Overall, people yawned .011 times per minute with the blindfolds on and .058 times per minute—i.e., more than five times as often—with them off. For all his skepticism, Kapitány’s pre-registered experiment clearly showed that, as a group, people yawn more often when they can observe each other than when they can’t.
So the people in the study did seem to yawn contagiously, after all. But Kapitány has a different interpretation. He acknowledges that more yawns occurred in his experiment when the subjects could see each other, but he wonders if this might be the result of some learned behavior or convention rather than a contagious reflex. As evidence against the contagion theory, he pointed me to his follow-up analysis suggesting individual yawns were not correlated across individuals. People who happened to yawn during the experiment were more likely to yawn again within a few minutes. Their yawns, though, did not seem to make anyone else in the room yawn within a given window of time.
That did seem interesting, I said, but according to the paper this statistical test had not been planned ahead of time. How was I to know that Kapiáany hadn’t been massaging his data to find support for his contrarian hypothesis?
“It was the money shot of the study,” he told me, “but I forgot to register it!”

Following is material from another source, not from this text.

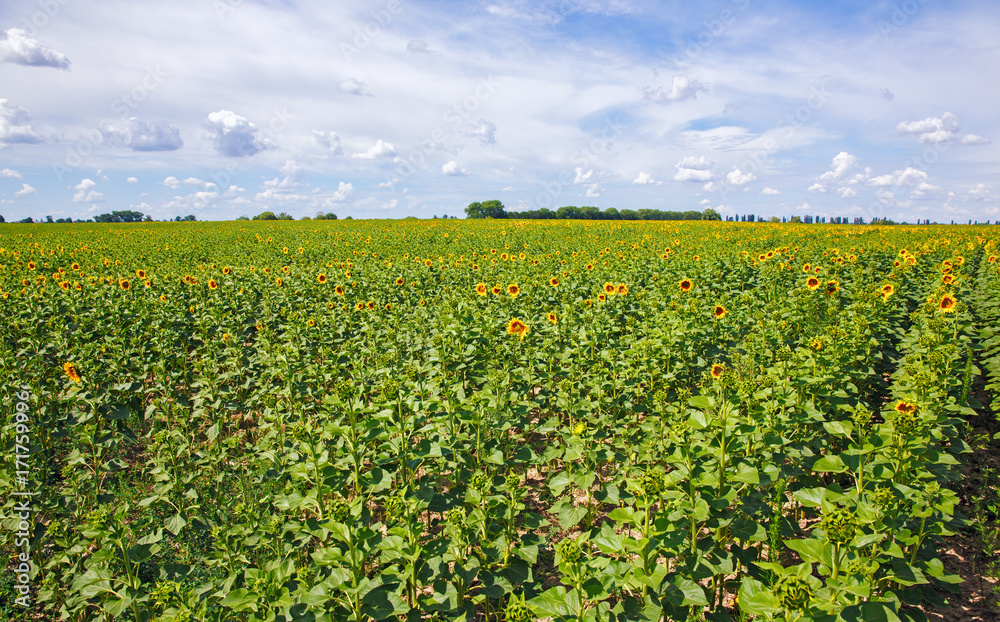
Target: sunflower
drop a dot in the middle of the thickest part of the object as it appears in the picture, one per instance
(517, 327)
(72, 372)
(948, 302)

The study’s ambiguities leave us in an odd position: Kapitány’s critique of the contagious-yawning literature may be convincing on its face, but it only goes so far. Laying out ample cause for skepticism is not the same thing as debunking—and Kapitány’s own behavioral experiment doesn’t prove his case. For now, I’d be flabbergasted if his boldest claim were correct, and yawns are truly not contagious. But then, I’m also not inclined to trust the work that he’s attacking—I would be just as shocked, for instance, to learn that rat yawns really are contagious or that women really yawn more contagiously than men.
“As far as I’m concerned, there’s no debate over whether yawing is contagious in humans,” said SUNY Oneonta’s Andrew Gallup, a prolific scholar of the yawn (and the son of Gordon Gallup) who was a peer reviewer on Kapitány’s paper. He acknowledged there are some disagreements in the field, which he describes as “surprisingly contentious.” But there isn’t that much funding for the study of contagious yawns, he told me, and that fact has slowed down progress. It may be true that different labs are using different methods; it may be true that some yawns will be misclassified; it may be true that the findings of some studies will turn out to be invalid. But that’s how science works, he said. “The literature seems chaotic because we’re just beginning to work some of these things out.”
This is exactly where the replication crisis almost always leaves us—wading through a swamp of suspect data and struggling to find a patch of solid ground. We know that methods have been sloppy. We know the combination of squishy research methods and publication bias has brought us to a point where the literature on any given topic is likely to be soaked in error. It’s easy to find these flaws but hard to gauge their depth. It’s harder still to fix them.